El Hierro- El Pinar, Las Playas

Wracaliśmy tą samą drogą. GR 131. 800 metrów podejścia do kościółka Senora de los Reyes gdzie powinna być woda. Wprawdzie nasi wczorajsi znajomi uprzedzali, że jest zamknięty. Nie sądziliśmy jednak, że zamkną też źródło- na nasze nieszczęście wbrew mapie umiejscowione w kościele.  Uratował nas maraton. Grupa obsługująca biegaczy podzieliła się mineralną z nami, i z przypadkiem spotkanym Anglikiem- też wędrowcem. Szedł na Faro de Orchilla, więc zabrał ze sobą aż 3 litry. My poszliśmy w stronę budynków Parku Narodowego, gdzie spodziewaliśmy się kolejnej wody. Początkowo mieliśmy zamiar dojść aż na kemping (jedyny na całym Hierro), ale zabrakło nam kilku kilometrów. Ścieżka (Camino los Pastores) była górska, wcale nie szybka, a ja jakoś tego dnia osłabłam. Gdybym była sama pewnie bym się chwilkę przespała, pomimo urody otoczenia, a może właśnie przez nią. Daleki widok, świeże powietrze, rozgrzane słońcem piołuny, ściółka z aromatycznych sosnowych igieł. Przed wieczorem zastałam Edka przy parkowym budynku. Zamkniętym. Trwały tam jakieś roboty budowlane, naprawa tarasów. Wszędzie przewracały się porzucone maszyny. Otwarte worki z cementem. Narzędzia. Barowe stołki, leżak. Był też wąż z przezroczystą wodą. Ucieszyła nas, ale okazała się obrzydliwa w smaku, strasznie chlorowana- może nadawała się tylko do betonu…Tak czy siak wypiliśmy. Co było zrobić (po drodze minęliśmy koryto z wodą- gdybyście przechodzili tamtędy lepiej nabierzcie,  wąż był najprawdopodobniej tymczasowy, tak jak budowa).
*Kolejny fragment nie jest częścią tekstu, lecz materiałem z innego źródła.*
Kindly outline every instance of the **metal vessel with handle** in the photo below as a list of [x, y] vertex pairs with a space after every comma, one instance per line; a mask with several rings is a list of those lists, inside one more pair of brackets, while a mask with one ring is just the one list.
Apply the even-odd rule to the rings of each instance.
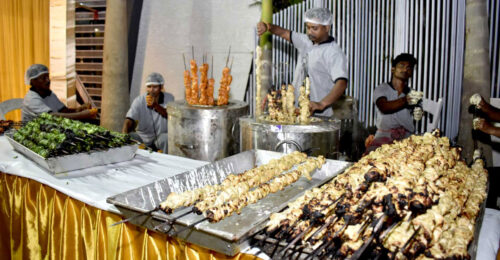
[[340, 121], [322, 118], [307, 125], [275, 124], [251, 117], [240, 118], [241, 151], [262, 149], [283, 153], [307, 152], [337, 158]]
[[248, 111], [248, 104], [236, 100], [225, 106], [169, 103], [168, 153], [210, 162], [238, 153], [238, 118]]

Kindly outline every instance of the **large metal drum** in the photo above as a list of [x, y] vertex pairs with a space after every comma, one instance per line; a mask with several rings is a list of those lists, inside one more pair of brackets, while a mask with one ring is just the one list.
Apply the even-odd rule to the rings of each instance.
[[323, 118], [308, 125], [280, 125], [241, 117], [240, 131], [241, 151], [303, 151], [332, 159], [339, 154], [340, 120]]
[[167, 112], [169, 154], [213, 162], [239, 153], [238, 118], [248, 115], [245, 102], [211, 107], [175, 101]]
Rozbiliśmy namiot na widokowym tarasie, przy kamiennej ścianie wieczorem przyjemnie rozgrzanej słońcem. Noc była wietrzna i zimna, jak wszystkie dotąd, widok wspaniały. Nad lasem z kanaryjskich sosen unosiła się mgiełka, o zmierzchu i o świecie rozświetlona poziomymi promieniami słońca. Piękna.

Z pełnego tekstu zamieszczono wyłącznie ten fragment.